New CS:GO Cheating App for MacOS Contains a Malicious Monero Miner

Users of the MacOS operating system should steer clear of a new CS:GO “cheat” known as vHook. Anyone who plays Counter-Strike: Global Offense is always looking to gain a competitive edge in one way or another. Resorting to cheats is frowned upon, but it is also the only option in the minds of some players. The new vHook cheating app for MacOS should not be trusted, as it installs nefarious cryptocurrency mining software on devices.

CS:GO Cheating on MacOS Has Multiple Consequences

We never condone cheating of any kind when it comes to online gaming, especially if that game is part of the growing eSports industry. CS:GO is one of the most well-known games in the world, and it is both competitive and fun to play. However, the game is haunted by cheaters who try to take advantage of technologies such as vHook applications. Addressing these cheats has been quite a challenge, yet it has also attracted the attention of cybercriminals looking to get their hands on some more cryptocurrency.

Criminals are now packaging a new CS:GO vHook cheating app containing cryptocurrency mining malware. Interestingly, this new toolkit is designed specifically for MacOS users. The vast majority of CS:GO gamers use the Windows operating system, thus targeting MacOS users seems like a weird decision. Only time will tell if any MacOS gamers are affected by the new malware distribution campaign.

Unfortunately, there is a precedent for packaging a CS:GO cheating tool with malware. A similar incident occurred back in December of 2016. That particular malware had nothing to do with cryptocurrency mining, though. Instead, the toolkit successfully rewrote a player’s master boot record altogether, which prevented their machine from rebooting. It was a way to successfully eliminate some of the other competitive CS:GO players, although the method of attack raised a lot of questions at the time.

It appears this new CS:GO vHook cheating app for MacOS is distributed through the website. Knowing which website distributes this malware-laden package should make it easier for researchers to ensure it is taken offline. Whether or not that will actually happen remains to be seen. The website has been around for quite some time and is still accessible at the time of writing. The tool also has a few dedicated YouTube advertisement videos to help spread awareness. It is based on the original vHook cheating app, which has been around for almost as long as the game exists.

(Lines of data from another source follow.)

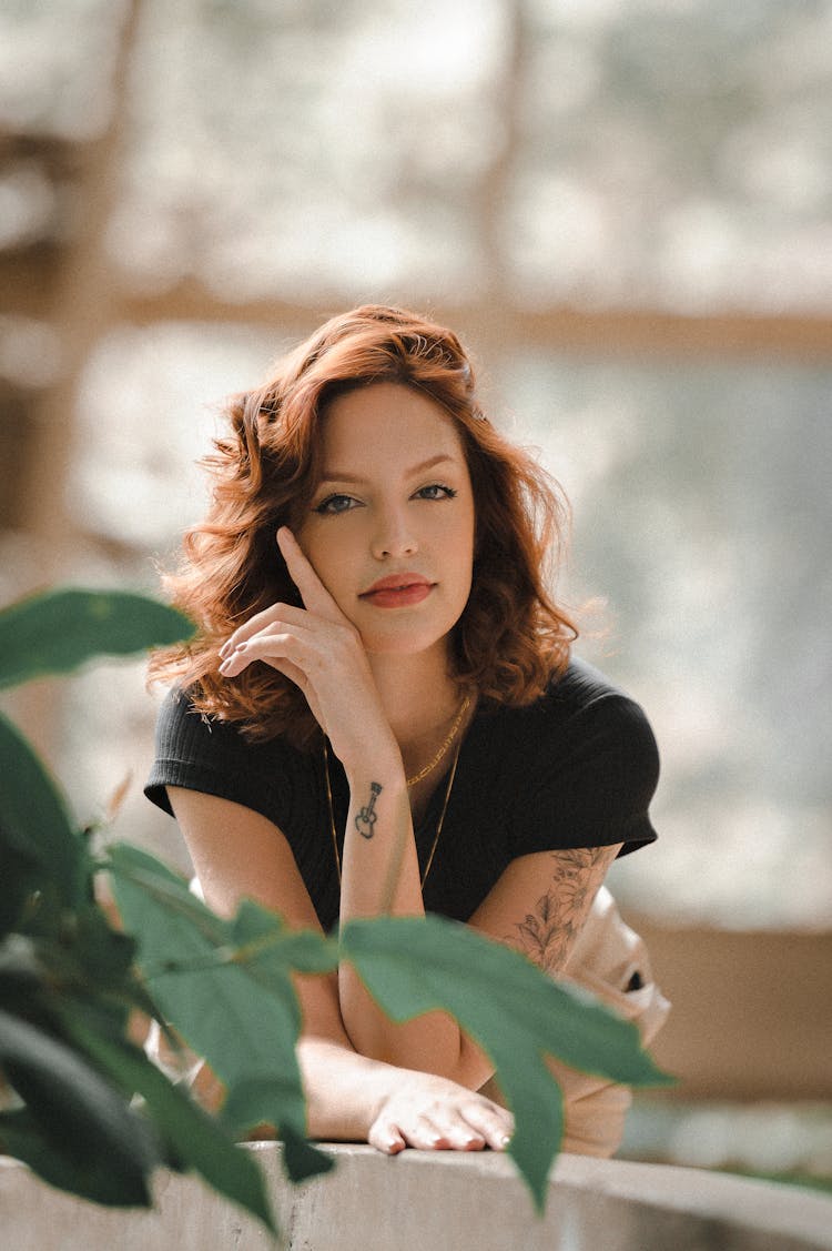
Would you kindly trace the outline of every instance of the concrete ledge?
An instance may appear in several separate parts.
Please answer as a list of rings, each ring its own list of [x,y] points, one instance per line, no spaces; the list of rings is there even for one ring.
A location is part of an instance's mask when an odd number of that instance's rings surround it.
[[[280,1147],[254,1143],[294,1251],[828,1251],[832,1200],[696,1168],[561,1156],[545,1215],[503,1156],[327,1146],[337,1168],[287,1182]],[[194,1178],[160,1175],[156,1210],[113,1211],[0,1161],[9,1251],[271,1251],[263,1227]]]

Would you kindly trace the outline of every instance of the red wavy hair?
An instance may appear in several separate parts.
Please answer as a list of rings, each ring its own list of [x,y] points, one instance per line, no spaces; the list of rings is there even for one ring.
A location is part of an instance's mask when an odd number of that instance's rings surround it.
[[[568,663],[578,632],[548,590],[569,519],[561,488],[485,419],[453,332],[403,309],[364,305],[327,322],[265,385],[229,402],[230,433],[203,462],[214,477],[208,517],[185,534],[180,568],[164,579],[198,633],[156,652],[150,681],[186,684],[199,711],[239,723],[249,738],[287,734],[303,744],[315,734],[294,683],[266,664],[230,682],[216,671],[216,652],[254,613],[300,603],[275,532],[298,525],[312,502],[328,404],[378,382],[417,388],[439,404],[464,448],[477,533],[472,592],[450,649],[460,687],[530,703]]]

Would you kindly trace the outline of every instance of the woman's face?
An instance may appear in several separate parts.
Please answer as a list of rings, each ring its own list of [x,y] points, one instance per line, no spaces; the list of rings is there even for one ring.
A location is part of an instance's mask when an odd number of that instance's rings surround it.
[[[453,420],[375,383],[333,400],[298,542],[368,652],[447,647],[470,592],[474,500]]]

What is rather remarkable is the cryptocurrency mining malware itself. This is another instance of cybercriminals actively distributing malware capable of mining the Monero cryptocurrency. Since Monero is far more anonymous than Bitcoin – and rather profitable as well – it makes a lot more sense to hijack other people’s computing resources to mine XMR instead of BTC. The malware goes by the name OSX.Pwnet.A and has been specially modified to wreak havoc in the MacOS ecosystem.

As we have seen with other types of cryptocurrency mining malware, the criminals use the MinerGate pool to mine XMR with other people’s computers. This has become somewhat of a trend and two user accounts have been identified as participants in this malware’s distribution. The malware itself is a rewritten Minergate-cli package written for the QT framework. There is also evidence of this malware having been developed by a criminal distributing yet another type of cryptocurrency miner.